Hundreds of thousands of dollars saved in subscription renewal fees, driven by cutting paid record headcount down to what the business actually used and eliminating auto-renewing line items nobody was touching anymore.

Lifecycle Strategy

The Always-On Newsletter Program

Challenge

A recurring, editorial-style newsletter needed to serve more than one audience segment and region without splintering into disconnected programs or burning out the production process behind it.

Approach

I standardized one production workflow, from content intake through build, QA, and deployment, that worked across every audience variant. Messaging strategy and send cadence stayed coordinated centrally rather than getting decided fresh in each segment.

Outcome

A full day of production time saved every month, and a cadence that moved from quarterly to monthly and held.

Analytics

Reporting Beyond Vanity Metrics

Challenge

Standard email reporting leaned on open rate as the headline metric, and Apple Mail Privacy Protection had made that number unreliable enough that stakeholders were making decisions off noise.

Approach

I rebuilt the reporting standard around delivery rate, click-through rate, and opt-out rate as the actionable core, with open rate moved to directional-only context. I standardized the report structure and cadence so stakeholders got a consistent read every time.

Outcome

Full stakeholder adoption. Every stakeholder who used to lean on open rate now makes the call off click-through rate instead, since open data stays unreliable as long as Apple Mail Privacy Protection is inflating it.

Web / CRO

Landing Page Build & Conversion Optimization

Challenge

Landing pages were built once per campaign and left alone, with no structured testing or iteration tied back to performance data.

Approach

I standardized the landing page build around what actually drives a fill: a reliable call-to-action, copy that gives the visitor a real reason to convert, and an asset worth the exchange, whether that was a downloadable PDF or a webinar registration.
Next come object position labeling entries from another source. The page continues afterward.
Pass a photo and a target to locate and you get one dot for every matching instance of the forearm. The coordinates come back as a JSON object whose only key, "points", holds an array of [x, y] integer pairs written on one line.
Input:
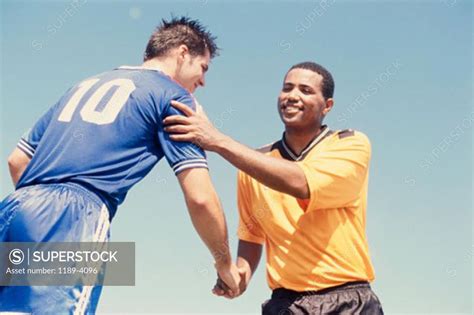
{"points": [[248, 256], [278, 174]]}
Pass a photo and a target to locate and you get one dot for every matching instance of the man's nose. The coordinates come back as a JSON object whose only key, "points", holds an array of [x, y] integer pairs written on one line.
{"points": [[202, 81]]}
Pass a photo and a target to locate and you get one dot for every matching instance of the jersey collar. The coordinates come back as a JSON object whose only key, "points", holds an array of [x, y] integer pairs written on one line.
{"points": [[288, 154]]}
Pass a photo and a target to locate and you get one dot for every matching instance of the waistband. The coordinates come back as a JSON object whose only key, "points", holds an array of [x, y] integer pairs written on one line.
{"points": [[71, 186], [286, 293]]}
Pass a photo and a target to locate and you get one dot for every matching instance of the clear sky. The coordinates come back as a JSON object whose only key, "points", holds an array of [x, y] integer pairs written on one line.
{"points": [[403, 73]]}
I also moved conversion reporting from a one-time readout at campaign close to something structured and live, tracking downloads and form fills throughout the run instead of only at the end.

Outcome

Stakeholders had real data behind interest in their offering while campaigns were still in flight, not just after the fact, and started shaping future assets off what that data showed instead of guessing.

A Note
The mechanics in these case studies are real. The company names are placeholders, swapped out to protect people who trusted me with their data.